Sherlock Holmes he’s not. Fortunately Sumida was engaged in a mock investigation, part of an intensive one-week course offered by a Tokyo detective school. Hundreds, perhaps thousands, of other equally unprepossessing salarymen are putting on gumshoes as well. In Osaka, the only prefecture that requires detective agencies to register, the number of Japanese private eyes has doubled in the past five years to more than 2,000. Thousands of agencies now advertise on the Internet and in telephone books. At Ability Office, the Tokyo agency and school that Sumida attends, 50 students apply every month, five times more than three years ago. “There has been a P.I.-school boom in the past few years,” says Yoshikazu Nagai, author of a Japanese history of private eyes.
As Japan continues to wallow in recession, thousands of businessmen are having to fend for themselves for the first time in years. Many are using the opportunity to branch out of their traditional gray professions. Former executives have become cabdrivers. Salarymen are now selling beauty products and opening matchmaking services. The number of businessmen who are taking exams for various licenses–from accountant to insurance specialist–in hopes of starting new careers is rising dramatically. “Many salarymen have come to realize they have to protect themselves because their employers don’t,” says Kotaro Anjo, president of Anjo International, a school that prepares candidates for such exams.
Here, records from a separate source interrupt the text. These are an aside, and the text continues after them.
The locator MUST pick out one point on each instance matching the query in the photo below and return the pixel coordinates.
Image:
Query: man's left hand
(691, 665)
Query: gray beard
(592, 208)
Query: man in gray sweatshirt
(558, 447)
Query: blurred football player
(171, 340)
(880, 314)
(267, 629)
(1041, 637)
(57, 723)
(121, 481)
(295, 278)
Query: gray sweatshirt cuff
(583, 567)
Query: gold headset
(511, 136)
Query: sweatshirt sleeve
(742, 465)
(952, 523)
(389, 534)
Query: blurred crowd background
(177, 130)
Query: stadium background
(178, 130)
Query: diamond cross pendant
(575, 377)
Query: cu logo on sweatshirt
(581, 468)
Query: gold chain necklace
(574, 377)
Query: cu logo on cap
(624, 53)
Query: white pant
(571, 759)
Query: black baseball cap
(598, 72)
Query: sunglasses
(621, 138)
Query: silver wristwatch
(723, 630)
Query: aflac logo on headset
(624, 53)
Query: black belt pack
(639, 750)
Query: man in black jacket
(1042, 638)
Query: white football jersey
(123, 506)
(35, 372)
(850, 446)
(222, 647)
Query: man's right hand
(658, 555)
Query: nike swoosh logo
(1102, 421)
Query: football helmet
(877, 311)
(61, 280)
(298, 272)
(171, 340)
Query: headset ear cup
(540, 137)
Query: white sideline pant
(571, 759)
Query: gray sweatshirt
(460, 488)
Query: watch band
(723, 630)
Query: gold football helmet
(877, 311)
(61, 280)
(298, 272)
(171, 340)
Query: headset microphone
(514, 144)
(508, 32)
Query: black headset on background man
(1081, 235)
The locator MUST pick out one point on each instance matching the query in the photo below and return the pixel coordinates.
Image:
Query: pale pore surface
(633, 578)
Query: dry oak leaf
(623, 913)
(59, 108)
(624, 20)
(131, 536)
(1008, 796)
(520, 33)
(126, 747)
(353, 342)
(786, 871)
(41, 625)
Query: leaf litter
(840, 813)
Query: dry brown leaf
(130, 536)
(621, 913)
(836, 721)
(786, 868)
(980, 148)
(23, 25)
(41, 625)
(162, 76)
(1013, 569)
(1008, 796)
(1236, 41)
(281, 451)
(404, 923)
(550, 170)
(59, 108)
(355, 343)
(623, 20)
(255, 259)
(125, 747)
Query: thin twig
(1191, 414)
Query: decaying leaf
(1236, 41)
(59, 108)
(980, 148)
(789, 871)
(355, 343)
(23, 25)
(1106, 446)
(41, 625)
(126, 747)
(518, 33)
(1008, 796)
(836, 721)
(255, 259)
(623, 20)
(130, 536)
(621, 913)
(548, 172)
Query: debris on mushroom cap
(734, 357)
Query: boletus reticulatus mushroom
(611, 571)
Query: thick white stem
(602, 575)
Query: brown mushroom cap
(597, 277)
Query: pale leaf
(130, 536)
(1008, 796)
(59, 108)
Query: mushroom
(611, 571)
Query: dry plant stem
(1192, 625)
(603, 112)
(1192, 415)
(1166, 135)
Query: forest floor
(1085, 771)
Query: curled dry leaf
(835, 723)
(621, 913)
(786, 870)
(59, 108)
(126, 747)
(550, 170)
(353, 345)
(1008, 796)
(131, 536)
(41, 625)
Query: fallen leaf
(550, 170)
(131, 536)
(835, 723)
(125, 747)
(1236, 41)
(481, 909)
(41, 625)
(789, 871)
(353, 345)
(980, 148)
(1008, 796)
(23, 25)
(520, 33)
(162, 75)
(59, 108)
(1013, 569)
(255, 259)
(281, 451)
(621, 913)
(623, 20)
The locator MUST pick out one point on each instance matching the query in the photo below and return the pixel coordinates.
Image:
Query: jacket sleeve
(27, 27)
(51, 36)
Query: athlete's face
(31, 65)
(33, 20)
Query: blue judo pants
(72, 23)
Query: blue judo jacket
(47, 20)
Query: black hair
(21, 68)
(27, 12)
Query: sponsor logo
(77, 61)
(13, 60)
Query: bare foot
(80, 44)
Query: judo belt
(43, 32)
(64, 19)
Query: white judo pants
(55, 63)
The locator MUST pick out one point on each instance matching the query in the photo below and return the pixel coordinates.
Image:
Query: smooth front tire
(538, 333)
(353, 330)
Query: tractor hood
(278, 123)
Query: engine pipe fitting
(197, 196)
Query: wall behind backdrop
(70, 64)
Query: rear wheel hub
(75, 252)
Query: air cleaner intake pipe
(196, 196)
Private-eye schools promise burned-out salarymen an exotic profession that can be entered with just a little money and the training and connections the schools provide. Aspiring dicks don’t need a license (a major reason that the industry has traditionally been seen as somewhat sleazy). Business Chance, a monthly magazine for would-be entrepreneurs, lists several detective agencies that offer franchise schemes. “Your brain is basically all you need for this business,” says 23-year-old Yuki Kawakami, one of Sumida’s classmates.
Graduates–who pay about $2,000 for a two-month course–can look forward to plenty of work, too. Changes in Japanese society have spurred demand as well as supply: an increasing number of stalking victims, frustrated by police reluctance to get involved, are beginning to turn to private eyes. Corporate clients enlist sleuths to find excuses to fire redundant employees, or to look into records of their debtors to determine their ability to pay back. Prospective suitors hire them to check out potential dates met online. Former cop Shinichi Kiyabu, founder of Tokyo’s Ability Office, estimates that 2.5 million Japanese approach private investigators every year, and yet only a third of them find some kind of solution to their problems. “We hardly have enough well-trained investigators,” he says. If the Japanese economy continues to tank, that may soon be less of a problem.